Altro che debito pubblico, patti di stabilità, fiscal compact, pressione fiscale, estorsione finanziaria di massa, rilancio dell’economia. Qui viene riconosciuta la prima e più basilare regola di ogni vera e sana economia: che l’economia non può prescindere dalla reale vita degli uomini e dalle loro effettive necessità, che la sua ratio consiste non già nei pareggi di bilancio, nelle inflessibili regole della contabilità finanziaria, nei rigidi criteri di una fiscalità oppressiva, nei lucrosi ma fraudolenti meccanismi del sistema bancario, nelle presunte necessità di una crescita economica illimitata, ma innanzitutto nel soddisfare sempre e comunque le necessità primarie di tutti e di ciascuno, nel non lasciare mai nessuno troppo indietro e cosí indietro da non poter sopravvivere o da non poter vivere dignitosamente.

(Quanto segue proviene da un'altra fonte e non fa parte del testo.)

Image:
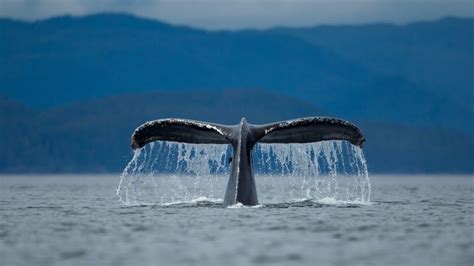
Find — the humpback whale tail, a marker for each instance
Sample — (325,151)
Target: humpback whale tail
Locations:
(243,137)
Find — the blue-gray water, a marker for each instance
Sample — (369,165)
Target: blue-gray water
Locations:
(78,220)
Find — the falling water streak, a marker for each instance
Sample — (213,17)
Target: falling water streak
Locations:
(165,172)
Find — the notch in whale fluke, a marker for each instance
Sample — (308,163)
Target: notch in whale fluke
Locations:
(303,130)
(243,137)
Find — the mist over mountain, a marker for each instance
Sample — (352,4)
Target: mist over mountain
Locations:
(74,88)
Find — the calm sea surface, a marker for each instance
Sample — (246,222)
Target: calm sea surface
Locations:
(78,220)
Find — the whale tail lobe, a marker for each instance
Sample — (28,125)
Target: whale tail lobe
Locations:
(243,137)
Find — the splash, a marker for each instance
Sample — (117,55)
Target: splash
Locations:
(164,173)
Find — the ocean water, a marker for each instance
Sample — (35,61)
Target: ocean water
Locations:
(79,220)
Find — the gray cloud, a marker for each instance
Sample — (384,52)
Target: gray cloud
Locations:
(234,14)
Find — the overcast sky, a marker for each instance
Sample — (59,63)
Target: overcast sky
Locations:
(236,14)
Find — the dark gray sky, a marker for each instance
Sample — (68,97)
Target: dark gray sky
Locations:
(236,14)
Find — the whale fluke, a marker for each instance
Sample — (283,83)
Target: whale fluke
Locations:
(311,129)
(243,137)
(179,130)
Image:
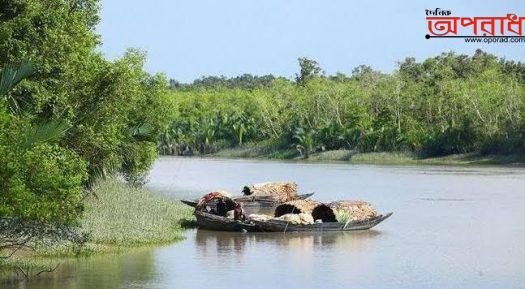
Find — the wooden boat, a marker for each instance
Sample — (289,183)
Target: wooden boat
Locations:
(218,223)
(214,222)
(283,226)
(252,201)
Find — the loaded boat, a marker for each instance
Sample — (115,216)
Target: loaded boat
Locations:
(292,216)
(264,195)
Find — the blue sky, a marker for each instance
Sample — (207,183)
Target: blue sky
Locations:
(193,38)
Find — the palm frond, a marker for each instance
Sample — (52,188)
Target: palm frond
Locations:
(10,76)
(50,131)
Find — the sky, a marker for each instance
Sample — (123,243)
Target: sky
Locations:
(194,38)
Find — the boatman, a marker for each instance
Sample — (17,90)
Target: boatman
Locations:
(238,212)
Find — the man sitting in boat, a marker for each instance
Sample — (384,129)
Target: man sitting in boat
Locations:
(217,203)
(238,213)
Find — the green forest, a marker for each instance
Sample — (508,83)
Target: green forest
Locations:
(443,105)
(69,117)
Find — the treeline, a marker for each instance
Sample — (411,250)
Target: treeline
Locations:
(444,105)
(68,117)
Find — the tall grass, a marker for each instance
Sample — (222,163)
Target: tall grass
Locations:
(127,216)
(117,217)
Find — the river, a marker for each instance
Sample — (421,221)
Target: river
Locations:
(452,227)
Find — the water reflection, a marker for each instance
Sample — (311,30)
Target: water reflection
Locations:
(102,272)
(453,227)
(231,242)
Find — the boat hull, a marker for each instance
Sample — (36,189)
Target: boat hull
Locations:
(249,201)
(213,222)
(283,226)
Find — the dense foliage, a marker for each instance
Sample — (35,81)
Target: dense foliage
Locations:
(67,115)
(443,105)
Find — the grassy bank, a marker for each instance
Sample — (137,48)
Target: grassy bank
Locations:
(117,217)
(398,158)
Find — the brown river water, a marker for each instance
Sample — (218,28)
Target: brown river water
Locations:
(453,227)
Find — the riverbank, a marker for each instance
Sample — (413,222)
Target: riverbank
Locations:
(394,158)
(117,218)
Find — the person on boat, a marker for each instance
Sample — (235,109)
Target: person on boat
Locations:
(238,212)
(222,209)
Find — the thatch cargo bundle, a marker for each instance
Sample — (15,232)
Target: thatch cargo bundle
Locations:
(282,192)
(358,210)
(296,207)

Si badi: Zaccheo si converte e ottiene la salvezza pur senza cambiare professione. Egli continua ad essere un esattore, a maneggiare denaro, ma la differenza sostanziale è nel fatto che adesso svolge il suo mestiere in modo onesto e giusto e apre la sua vita ad una dimensione di carità e di altruismo sociale precedentemente ignorata. Perché mai il moderno Zaccheo non potrebbe fare altrettanto? Possibilmente per via di conversione e di convinzione spontanee e individuali come avvenne per l’evangelico Zaccheo, ma, se necessario, anche con l’apporto dell’opera persuasiva ed educativa di interi popoli anch’essi tradizionalmente chiamati ad esprimere la voce di Dio?

Oggi, basterebbe forse la presenza di qualche Zaccheo nei santuari dell’alta finanza internazionale, nelle segrete e tecnologiche stanze dei mercati finanziari, nelle burocratiche commissioni dell’Unione Europea, nei decisionali centri bancari e governativi di potere, per permettere al mondo di salvarsi dalla sua definitiva bancarotta materiale e spirituale, anche se i fedeli seguaci di Dio, con le loro preghiere ed il loro amore, potranno ugualmente salvarsi da ogni forma definitiva di perdizione.